In what is cited as the most populous state in the Republic of India, in one of its illustrious districts of Allahabad, a young man of 28 years of age died of starvation on October 23, 2016. He was barely survived by a wife, who had been suffering in the same state from past many days. While the local administration plays the blame game for the responsibility of his death, the fact shall remain that the jobless Dalit youth died of hunger. And all this could generate were a few columns in some newspapers across the country, putting the death as a lost statistic where it shall remain as an anomaly, hidden in some records, yet an anomaly in this age and land.
As India progresses leaps and bounds in the technology and forays ahead in the defence sector, the 2016 Global Hunger Index (GHI) in its figures presented for 118 countries has ranked India at number 97. Before moving on to the statistics and the workings of the Global Hunger Index, lets begin by covering the basics.
What is Hunger?
Hunger is a global, multidimensional and complex phenomenon that has been observed as a global concern, as reflected through the Sustainable Development Goal 2 (SDG) which is Zero Hunger. Hunger can basically be understood as the condition of distress caused due to the lack of food. FAO defines food deprivation, as the consumption of lesser than 1800 kilocalories a day which is the minimum quantity required to live a productive and healthy life. While the direct causes for hunger can be attributed to the natural (famine, drought), the basic ones are man-made. The conditions that lead to this situation are mostly the result of man-made actions that can thus be addressed in the same manner, as it is a known fact that the world produces adequate amount of food that can feed the global population.

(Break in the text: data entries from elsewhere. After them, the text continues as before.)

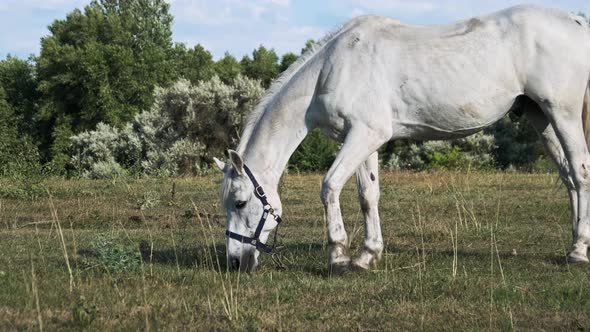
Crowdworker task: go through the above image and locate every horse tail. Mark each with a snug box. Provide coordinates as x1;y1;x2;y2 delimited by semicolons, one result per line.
583;80;590;148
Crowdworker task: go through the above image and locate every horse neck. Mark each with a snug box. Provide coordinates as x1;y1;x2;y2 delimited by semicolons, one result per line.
237;97;310;190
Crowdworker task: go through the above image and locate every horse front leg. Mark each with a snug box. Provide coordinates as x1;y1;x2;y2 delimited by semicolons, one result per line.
351;151;384;271
321;127;388;275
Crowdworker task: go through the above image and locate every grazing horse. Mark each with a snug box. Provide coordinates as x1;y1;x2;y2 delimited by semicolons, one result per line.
214;5;590;273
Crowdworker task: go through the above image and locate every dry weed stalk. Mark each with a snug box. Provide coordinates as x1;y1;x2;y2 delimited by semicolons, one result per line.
47;190;74;292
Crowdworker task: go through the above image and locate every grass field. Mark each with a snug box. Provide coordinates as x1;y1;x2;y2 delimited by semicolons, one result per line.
1;171;590;331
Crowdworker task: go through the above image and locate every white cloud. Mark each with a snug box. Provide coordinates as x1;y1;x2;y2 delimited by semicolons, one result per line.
171;0;291;25
264;0;290;7
351;0;438;13
2;0;589;61
171;0;315;59
0;0;88;11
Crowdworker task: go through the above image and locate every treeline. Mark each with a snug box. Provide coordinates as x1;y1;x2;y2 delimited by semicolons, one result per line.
0;0;305;177
0;0;567;178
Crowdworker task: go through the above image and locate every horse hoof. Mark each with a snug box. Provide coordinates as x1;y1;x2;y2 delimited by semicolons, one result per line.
329;262;350;276
567;252;589;264
350;261;370;272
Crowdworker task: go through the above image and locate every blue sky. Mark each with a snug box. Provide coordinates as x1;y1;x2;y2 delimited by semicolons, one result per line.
1;0;589;60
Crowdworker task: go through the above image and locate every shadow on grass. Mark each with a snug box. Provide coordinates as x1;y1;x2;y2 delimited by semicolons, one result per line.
77;239;575;276
384;244;573;267
138;241;229;271
138;242;576;276
134;241;330;275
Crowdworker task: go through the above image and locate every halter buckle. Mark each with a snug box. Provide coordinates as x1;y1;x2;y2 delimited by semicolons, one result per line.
255;186;266;198
251;239;257;245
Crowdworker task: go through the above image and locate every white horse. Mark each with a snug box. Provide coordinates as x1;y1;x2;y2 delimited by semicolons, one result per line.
214;5;590;273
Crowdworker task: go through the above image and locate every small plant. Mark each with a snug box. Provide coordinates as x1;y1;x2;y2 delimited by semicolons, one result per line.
83;234;140;273
136;191;161;210
71;295;98;327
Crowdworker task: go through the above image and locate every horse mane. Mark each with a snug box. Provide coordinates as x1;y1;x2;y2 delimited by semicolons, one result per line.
236;24;349;154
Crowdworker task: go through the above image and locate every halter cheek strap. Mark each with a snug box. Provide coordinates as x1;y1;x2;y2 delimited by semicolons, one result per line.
225;165;282;254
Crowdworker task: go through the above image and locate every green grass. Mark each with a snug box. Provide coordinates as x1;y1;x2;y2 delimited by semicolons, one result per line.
0;171;589;331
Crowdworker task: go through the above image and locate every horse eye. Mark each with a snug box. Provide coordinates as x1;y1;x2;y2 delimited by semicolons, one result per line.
235;201;247;209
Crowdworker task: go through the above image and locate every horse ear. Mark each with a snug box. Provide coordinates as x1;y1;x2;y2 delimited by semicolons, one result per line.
228;150;244;175
213;157;226;172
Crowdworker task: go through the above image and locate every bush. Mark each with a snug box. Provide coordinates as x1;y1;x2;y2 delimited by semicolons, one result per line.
82;234;140;273
289;129;339;172
383;132;496;171
70;76;264;177
488;114;543;170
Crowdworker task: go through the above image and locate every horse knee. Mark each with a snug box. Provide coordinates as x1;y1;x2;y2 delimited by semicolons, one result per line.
321;180;341;206
358;186;379;212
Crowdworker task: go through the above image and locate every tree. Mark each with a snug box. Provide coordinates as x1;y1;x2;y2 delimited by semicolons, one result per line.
215;52;242;84
279;52;298;73
241;45;279;88
37;0;177;167
173;43;215;83
0;56;40;136
0;86;40;177
289;129;339;172
301;39;316;54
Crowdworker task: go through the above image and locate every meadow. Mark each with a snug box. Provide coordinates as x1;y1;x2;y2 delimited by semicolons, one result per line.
1;171;589;331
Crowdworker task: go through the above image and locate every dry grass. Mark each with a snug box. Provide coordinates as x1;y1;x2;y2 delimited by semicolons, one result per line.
0;171;589;331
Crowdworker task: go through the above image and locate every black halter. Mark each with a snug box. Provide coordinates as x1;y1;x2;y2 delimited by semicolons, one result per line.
225;165;282;253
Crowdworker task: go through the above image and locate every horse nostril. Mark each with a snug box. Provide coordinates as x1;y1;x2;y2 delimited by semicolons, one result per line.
231;258;240;270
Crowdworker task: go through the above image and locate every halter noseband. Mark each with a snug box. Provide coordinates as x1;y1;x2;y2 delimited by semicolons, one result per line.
225;165;282;253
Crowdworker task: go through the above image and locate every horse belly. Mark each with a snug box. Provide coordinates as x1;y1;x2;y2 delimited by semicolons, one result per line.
392;92;518;140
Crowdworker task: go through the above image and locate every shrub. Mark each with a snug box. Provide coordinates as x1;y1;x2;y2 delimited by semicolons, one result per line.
488;114;543;170
82;234;140;273
289;129;339;172
383;132;496;171
70;76;264;177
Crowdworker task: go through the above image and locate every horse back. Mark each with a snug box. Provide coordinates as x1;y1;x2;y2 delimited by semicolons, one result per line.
309;5;590;140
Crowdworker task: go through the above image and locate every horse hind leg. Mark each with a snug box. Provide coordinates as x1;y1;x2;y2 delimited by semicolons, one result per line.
522;103;580;256
321;126;390;275
540;101;590;263
351;152;384;271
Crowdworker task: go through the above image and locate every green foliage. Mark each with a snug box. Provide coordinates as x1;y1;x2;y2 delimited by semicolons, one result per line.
136;191;160;210
279;52;298;72
37;0;177;162
0;56;40;136
241;45;279;88
383;132;496;171
488;114;543;170
0;87;43;183
71;295;98;327
428;145;468;169
49;118;76;172
215;53;242;84
301;39;316;54
83;233;140;273
289;129;339;172
173;43;215;83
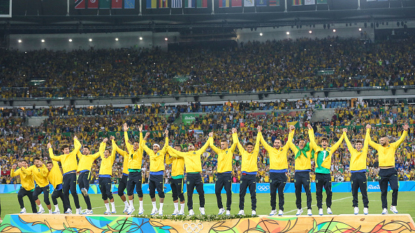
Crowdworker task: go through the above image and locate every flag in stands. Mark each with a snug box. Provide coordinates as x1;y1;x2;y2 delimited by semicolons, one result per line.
159;0;168;8
75;0;86;8
88;0;99;8
184;0;195;7
172;0;182;7
256;0;267;6
112;0;122;8
269;0;280;6
317;0;327;3
99;0;110;8
232;0;242;7
244;0;254;6
197;0;207;8
305;0;315;4
124;0;135;8
219;0;230;7
292;0;302;5
147;0;157;8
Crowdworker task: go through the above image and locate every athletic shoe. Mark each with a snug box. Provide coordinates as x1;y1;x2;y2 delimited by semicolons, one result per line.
52;210;60;214
123;206;129;214
112;210;117;214
296;209;303;216
354;207;359;215
158;209;163;216
390;206;398;214
188;209;195;216
127;207;135;215
226;210;231;216
138;208;144;215
104;211;111;215
278;210;284;216
178;209;185;216
84;209;93;215
382;208;388;215
238;210;245;215
307;209;312;216
172;209;179;216
318;208;323;216
327;207;333;215
151;208;158;216
199;207;206;215
81;188;88;197
252;210;256;216
64;208;72;214
20;208;26;214
363;207;368;215
269;210;277;216
218;208;225;215
76;208;82;215
37;208;45;214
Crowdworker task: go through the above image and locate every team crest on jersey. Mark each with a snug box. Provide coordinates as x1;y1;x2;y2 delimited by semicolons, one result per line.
157;152;160;156
226;151;228;154
193;152;196;154
328;149;331;152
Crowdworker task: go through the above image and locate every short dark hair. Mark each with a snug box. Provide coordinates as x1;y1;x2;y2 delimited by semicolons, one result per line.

Other definition associated with the concept of hunger is of malnutrition, which translates into two conditions of undernutrition and over nutrition respectively, leading to insufficient, excessive or imbalanced consumption of nutrients. Largely, undernutrition is associated with malnutrition which signifies deficiencies in any or all of the given – energy, protein, or essential vitamins and minerals. It is the result of inadequate intake of food in terms of either quantity or quality, poor utilization of nutrients due to infections or other illnesses or a combination of these factors.
Global Hunger Index
Global Hunger Index is a tool that has been designed to track and measure the global, national and regional levels of hunger (International Food Policy and Research Institute, 2016). As it reports the statistics related to hunger across the world, GHI acts as a medium to assess the levels of hunger (Progress or lack of it), combatting efforts and provides an understanding about the issue, thus raising awareness of it. The GHI includes a thematic focus wherein the focus of 2016 was Zero Hunger.
The 2016 Global Hunger Index (GHI) has been calculated for 118 countries that reflects hunger levels during the period from 2011 to 2016. As Hunger is a complex problem, with a multidimensional nature and various forms, therefore the four component indicators are used in one index. The scores on the index reflect the nutrition situation of the population as a whole, and along with that also of children (vulnerable subset) and thereafter combines independently measured indicators so as to reduce the effects of random measurement errors.
Four component indicators are :
- Under-nourishment – Proportion of undernourished people as a percentage of the population (reflecting share of population with insufficient caloric intake)
- Child Wasting – Proportion of children under the age of five who suffer from wasting (low weight for their height, reflecting acute under-nutrition)
- Child Stunting – Proportion of children under the age of five who suffer from stunting (low height for their age, reflecting chronic under-nutrition)
- Child Mortality – the Mortality rate of children under the age of five (partially reflecting the fatal synergy of inadequate nutrition and unhealthy environments).
Inclusion of such measures makes it a comprehensive index, and the data for 2016 GHI shows that level of hunger in developing countries as a group has fallen by 29 percent. While the levels may have declined, it has been so in a skewed manner. Regionally, Africa (South of Sahara) and South Asia remain the regions with the highest levels of hunger. Among these, India has been ranked 97th among the 118 countries, with a GHI score of 28.5, putting it in the upper range of serious category.
Dissecting this score further we see that under the indicator of Undernourishment, the proportion of undernourished in the population is 15.2% reflecting the percentage of population that is not getting the required caloric intake. The other three indicators associated with child health care in a similar manner. The indicator for child wasting of the prevalence of wasting in children under the age of five year, reflecting acute under-nutrition has a score of 15.1% . The indicator for child stunting has the highest prevalence with about 38.7% and the indicator for the under-five mortality rate has the score of 4.8%.
These scores may reflect an improvement than the past year for every indicators, the numbers are still an important concern that needs to be addressed as the report also suggests that even when the hunger levels decline at the rate that they have in the past years as measured in GHI, the scores on hunger would still remain in the moderate to alarming category. Moreover at this rate the Sustainable Goal of achieving Zero Hunger by 2030 shall remain a pipeline dream.